As discussed above, wild-type NOS domain dynamics are difficult to probe using FRET-based experiments due to the high number of potential fluorophore labelling sites. Recently, He et al. constructed a ‘Cys-lite’ variant of the NOS reductase domain [70] that is unreactive towards maleimide fluorophores. This subsequently enabled these authors to further mutate the variant to allow the successful site-specifically labelling of NOS with fluorophores. Single molecule FRET measurements [70] were used to monitor the distances between the nNOS FAD and FMN binding domains, allowing the conformational landscape of NOS to be probed. The main finding from this study is that CaM alters the distribution of NOS conformational states, increasing the distances between the FAD and FMN binding domains as well as increasing the rate of conversion between protein sub-states and narrowing the distribution of NOS conformers [70]. These alterations in the NOS conformational landscape apparently enables the enzyme to form more productive geometries, increasing the flux of electrons from NADPH to the haem catalytic centre, as is evident by the stimulation of NOS catalytic activity by CaM [41], [43], [44].
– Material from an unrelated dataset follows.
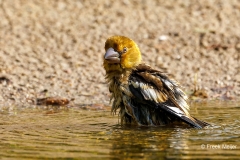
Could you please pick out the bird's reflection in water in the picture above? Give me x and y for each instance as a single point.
(147, 142)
CPR has far fewer solvent exposed cysteine residues than NOS (3 cf. 14) and can be labelled with two extrinsic fluorophores [34]. Labelling of CPR with a mixture of donor and acceptor fluorophores allows the tracking of conformational changes that affect the FAD-FMN separation [34], [35] and we have used this approach to investigate single-turnover domain dynamics that occur during CPR catalysis. Coenzyme (NADP+) binding causes CPR to adopt a ‘closed’ conformation with shorter distances between the FAD and FMN cofactors [35] and stopped-flow experiments have illustrated that CPR undergoes defined conformational changes (‘opening’ and ‘closing’) during turnover, which appear to occur on the same timescale as redox chemistry (Fig. 5) [34], [35]. These time-resolved domain dynamics of CPR had not been detected prior to these measurements, and may play a role in gating electron transfers in CPR as well as in the NOS isoenzymes.

Fig. 5

CPR domain dynamics and reaction chemistry are kinetically coupled. The graph shows the transient reaction chemistry (relative absorbance, red) and dynamics (relative FRET efficiency, blue) of CPR when mixing NADPH with the enzyme under pseudo first order conditions. The schematic shows the structures of the ‘open’ (PDB ID 3ES9) and ‘closed’ (PDB ID 1AMO) CPR structures with the FAD and FMN binding domains in dark blue and light blue, respectively. This figure is adapted in part from Ref. [34].

Conclusions

Various studies of NOS and related diflavin reductases now give a largely consistent picture where these enzymes exist in multiple conformational states that can be described by a rugged conformation landscape, which is perturbed by CaM and coenzyme binding, flavin (and possibly haem) redox state and also solvent environment (viscosity, ionic strength, etc.). Stopped-flow-based FRET studies of CPR and CaM-nNOS have recently begun to show how enzyme chemistry (flavin reduction) maps onto conformational changes in these enzymes and now allows a mapping between conformational and catalytic landscapes in diflavin oxidoreductases.